Conservation groups hailed the 20-year ban, first announced in October, as a crucial protection for an American icon. The mining industry and some Republican members of Congress called the ban detrimental to Arizona's economy and the nation's energy independence.
Interior Department officials declined to comment, but said Salazar is expected to make an announcement regarding conservation of the Grand Canyon at an event at the National Geographic Museum.
Bob Abbey, director of the U.S. Bureau of Land Management, called the Grand Canyon a national treasure that attracts visitors from around the world.

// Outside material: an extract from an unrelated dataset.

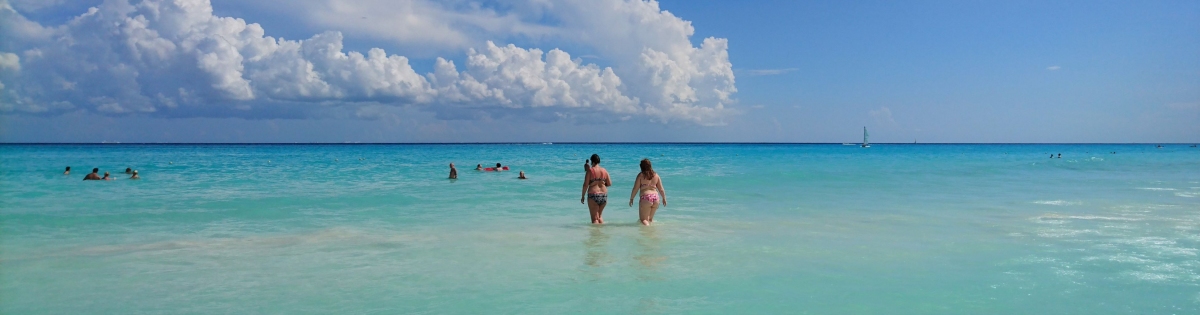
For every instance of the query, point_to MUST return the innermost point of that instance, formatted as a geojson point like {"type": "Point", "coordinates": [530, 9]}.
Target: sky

"Uranium remains an important part of our nation's comprehensive energy resources, but it is appropriate to pause, identify what the predicted level of mining and its impacts on the Grand Canyon would be, and decide what level of risk is acceptable to take with this national treasure," Abbey said when the mining ban was proposed in October.
Republican members of Arizona's congressional delegation have lambasted temporary bans imposed by Salazar in 2009 and again last year. They say a permanent ban on the filing of new mining claims would eliminate hundreds of jobs and unravel decades of responsible resource development. Rep. Jeff Flake, R-Ariz., and other GOP lawmakers are backing legislation to prevent Salazar from moving forward with the 20-year ban.
Environmental groups call the ban a long-awaited but decisive victory, noting that the Colorado River, which runs through the Grand Canyon, is the source of drinking water for 26 million Americans.
"Secretary Salazar has defended the Southwest's right to plentiful, clean water and America's dedication to one of our most precious landscapes," said Dusty Horwitt, senior counsel for the Environmental Working Group, a Washington-based advocacy group.
Horwitt and others said the ban would not affect more than 3,000 mining claims already staked in the area near the Grand Canyon.
The Bush administration had opened up the land to new mining claims. Salazar reversed the Bush policy in 2009 and called for a two-year moratorium on new mining claims around the canyon. He followed up with a six-month extension last year.
Supporters of the ban say any increase in mining jobs is not worth risks to the Colorado River, lands considered sacred by American Indian tribes or wildlife habitat. A mining mishap also could be disastrous for tourism in one of the nation's most-visited parks.